What is interesting to note is that the Dividend Tax only applies to dividends paid out by Malaysian-registered companies to its individual shareholders (whether resident or non-resident) of Malaysia) (“Malaysian Dividend”) in respect of dividend income above RM100,000 (the Threshold). Conversely, dividend income paid to MEs by non-Malaysian companies will not be subject to the Dividend Tax nor should it be counted in the calculation of the aggregate dividend income for purposes of determining the Threshold, and dividend income below the Threshold will not be subject to the Dividend Tax.
Therefore, if you are:
- an ME (whether or non-resident in Malaysia); and
- the aggregate Malaysian Dividend received by you as dividend income is more than RM100,000,
you will be subject to the Dividend Tax.
We expect the immediate impact to be:
(A) For MEs who derive a substantial proportion of their income from Malaysian Dividend, an effort to restructure their holdings in Malaysian company shares to minimise the impact of the Dividend Tax on their income and there is likely to be interest in:
- The establishment of tax-efficient structures such as foreign-registered holding companies to hold their Malaysian shares (in this sense, the family office regimes offered by Hong Kong SAR and Singapore as they would offer additional benefits on top of simply enabling the payment of foreign-sourced dividends).
- Alternatives to dividends as a means of obtaining a return on investment from the Malaysian companies - instead of deriving income purely through dividend payments, distributions could occur through share redemption, warrants, put options or other similar derivative rights in respect of the underlying shares. This would require careful consideration of the ME’s role in the Malaysian company (if any) and whether or not the ME’s control of the Malaysian company may be affected as a result of switching to such alternatives.

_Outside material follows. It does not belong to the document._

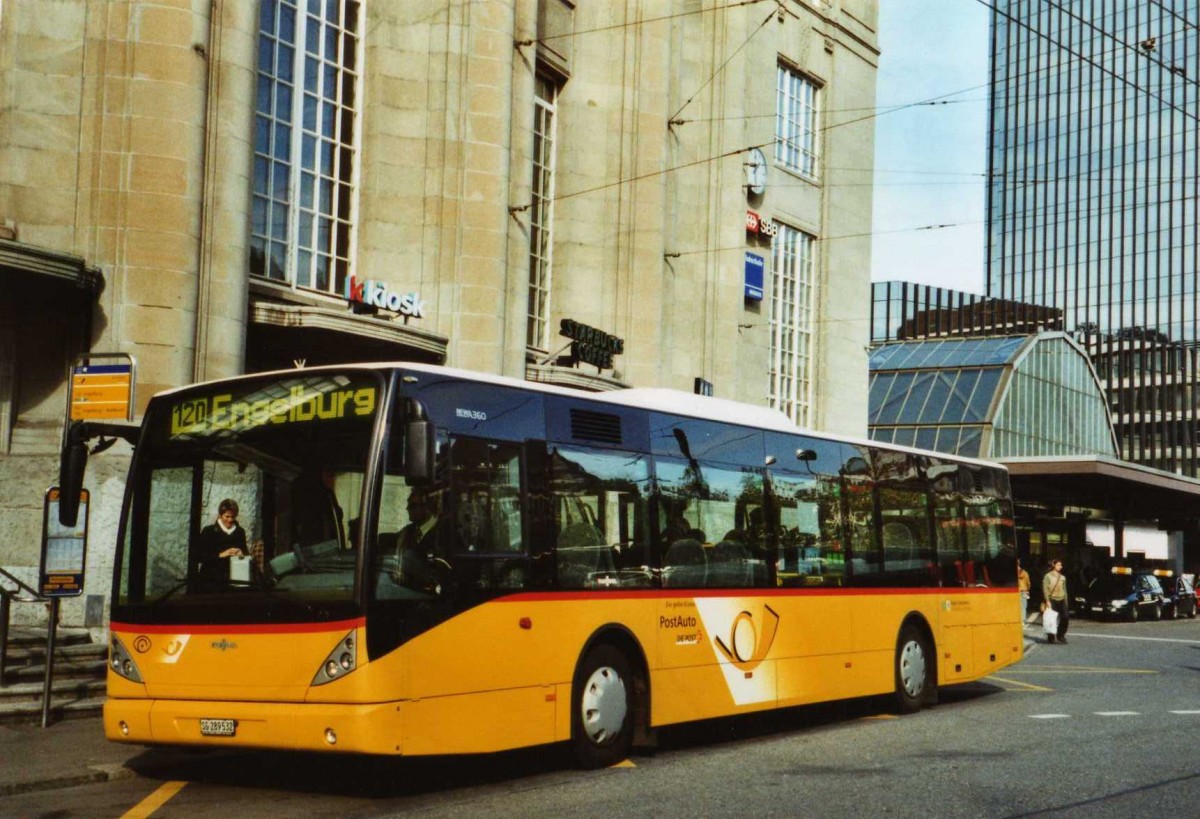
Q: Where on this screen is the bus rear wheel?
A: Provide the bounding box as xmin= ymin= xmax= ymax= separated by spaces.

- Similarly, a shift in investment strategy from pure dividends to alternatives such as venture capital and co-investments where returns can be obtained through capital gains rather than dividends.
- Investment in other forms of securities such as interest-paying bonds or notes.

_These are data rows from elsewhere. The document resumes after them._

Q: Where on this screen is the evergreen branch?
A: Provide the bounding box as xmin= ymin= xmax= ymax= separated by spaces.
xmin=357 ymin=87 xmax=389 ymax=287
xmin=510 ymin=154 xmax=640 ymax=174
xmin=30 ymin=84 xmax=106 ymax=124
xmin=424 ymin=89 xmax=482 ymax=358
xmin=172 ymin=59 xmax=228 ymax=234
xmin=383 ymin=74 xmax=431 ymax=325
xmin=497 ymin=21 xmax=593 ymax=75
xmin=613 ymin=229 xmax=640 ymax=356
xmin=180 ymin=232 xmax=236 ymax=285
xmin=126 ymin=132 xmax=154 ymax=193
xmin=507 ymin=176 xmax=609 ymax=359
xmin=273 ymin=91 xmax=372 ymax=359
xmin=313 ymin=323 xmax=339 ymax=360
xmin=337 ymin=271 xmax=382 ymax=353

- A rebalancing of portfolios to focus on foreign-sourced company dividends.
- The additional burden of compliance and tax-filing, which raises several questions:
- How to file tax returns
- How aggregate dividend will be calculated for the purposes of determining whether or not the Threshold has been met.
- Whose responsibility is it to determine the Dividend Tax payable – the dividend-paying company or the government after the ME has filed his returns?

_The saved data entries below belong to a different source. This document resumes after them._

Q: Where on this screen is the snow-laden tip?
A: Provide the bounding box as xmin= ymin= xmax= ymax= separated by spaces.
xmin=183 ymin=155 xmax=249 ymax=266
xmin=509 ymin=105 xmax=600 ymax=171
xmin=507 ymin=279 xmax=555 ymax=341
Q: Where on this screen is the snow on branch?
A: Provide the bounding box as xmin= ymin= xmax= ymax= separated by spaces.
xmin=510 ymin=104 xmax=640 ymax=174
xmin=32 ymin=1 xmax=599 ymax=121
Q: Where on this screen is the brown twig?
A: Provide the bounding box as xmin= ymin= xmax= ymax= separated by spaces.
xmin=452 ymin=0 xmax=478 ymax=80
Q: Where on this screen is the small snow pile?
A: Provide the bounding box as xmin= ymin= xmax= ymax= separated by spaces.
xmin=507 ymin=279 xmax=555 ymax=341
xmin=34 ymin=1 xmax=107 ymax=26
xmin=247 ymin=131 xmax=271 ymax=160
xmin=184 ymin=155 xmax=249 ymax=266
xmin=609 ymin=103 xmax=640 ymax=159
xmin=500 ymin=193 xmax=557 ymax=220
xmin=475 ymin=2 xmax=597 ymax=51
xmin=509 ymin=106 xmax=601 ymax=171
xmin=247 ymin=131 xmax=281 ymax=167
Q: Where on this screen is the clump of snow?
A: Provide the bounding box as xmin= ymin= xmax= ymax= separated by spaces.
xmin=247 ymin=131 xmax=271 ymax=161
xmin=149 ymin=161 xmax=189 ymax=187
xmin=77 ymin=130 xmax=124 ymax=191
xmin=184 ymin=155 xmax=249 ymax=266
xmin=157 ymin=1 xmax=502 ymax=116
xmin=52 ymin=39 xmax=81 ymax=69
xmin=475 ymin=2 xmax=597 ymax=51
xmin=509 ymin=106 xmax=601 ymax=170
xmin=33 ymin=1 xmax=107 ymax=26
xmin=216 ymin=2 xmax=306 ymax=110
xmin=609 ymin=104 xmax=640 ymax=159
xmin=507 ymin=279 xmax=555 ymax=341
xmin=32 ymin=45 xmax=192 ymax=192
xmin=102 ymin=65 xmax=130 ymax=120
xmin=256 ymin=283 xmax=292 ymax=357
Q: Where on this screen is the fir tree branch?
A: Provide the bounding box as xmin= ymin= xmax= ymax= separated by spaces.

- Are there any exemptions or deductions?
- For example, expenses incurred in the production of such dividend income? What about the possibility of double-counting?
(B) Conversely, for Malaysian companies:
- An increase in administrative and compliance burden, which raises questions such as, who is responsible for the supervision and tracking of dividend payments to determine whether or not the Threshold has been met – the company or the individual shareholder, and if the company, how? Will Malaysian companies be expected to conduct any sort of withholding in respect of dividend payments and then refund thereafter if the Threshold eventually is deemed not met? Are the costs of such supervision and administration tax-deductible?
- Depending on the nett effect on the company’s bottomline and the costs associated with redomiciling, there may be an incentive to move offshore.
- As Malaysia has among the highest corporate income tax rates in Southeast Asia, the attractiveness of investment in a Malaysian company may be lessened in line with item (A)5 above for individuals.
- Increasing difficulty in fundraising, obtaining and onboarding investors (particularly cornerstone or key substantial investors) who may insist on complex investment structures in line with item (A)(1) above or require the entire capital structure of the Malaysian company to be amended which requires careful consideration as to the consequential effects on existing financing and contracting arrangements (such as loan covenants and other contractual arrangements with contractors) of the Malaysian company.
- Increased involvement of investees in fund-raising exercises which may lead to extensive costs and time in line with items A(2), (3) and (4).
- A need for the strategy of business owners to change – instead of focusing purely on the business, they will need to consider, assess and balance various new issues such as investees’ needs, the ability of their tax and administrative staff to deal with compliance, structures that will likely cost more in the short-term but may have long-term benefits and how to extract value from the Malaysian company in a tax-efficient manner.
Since this is the first time dividend tax is being introduced in Malaysia, there will certainly be teething problems and many questions have arisen as to how to actually track such dividend payments for purposes of the dividend tax. However, aside from those, Malaysian companies and UHNWIs should carefully and immediately consider the effect on them and, even if as a short-term placeholder, how to deal with this in the interim, since the tax will come into effect on 1 January 2025, less than a month away. Once the dust has settled, they should then plan their long-term objectives, bearing in mind Budget 2026 may be a different animal altogether. No matter what, professional advice, particularly on tax and legal compliance, should be obtained.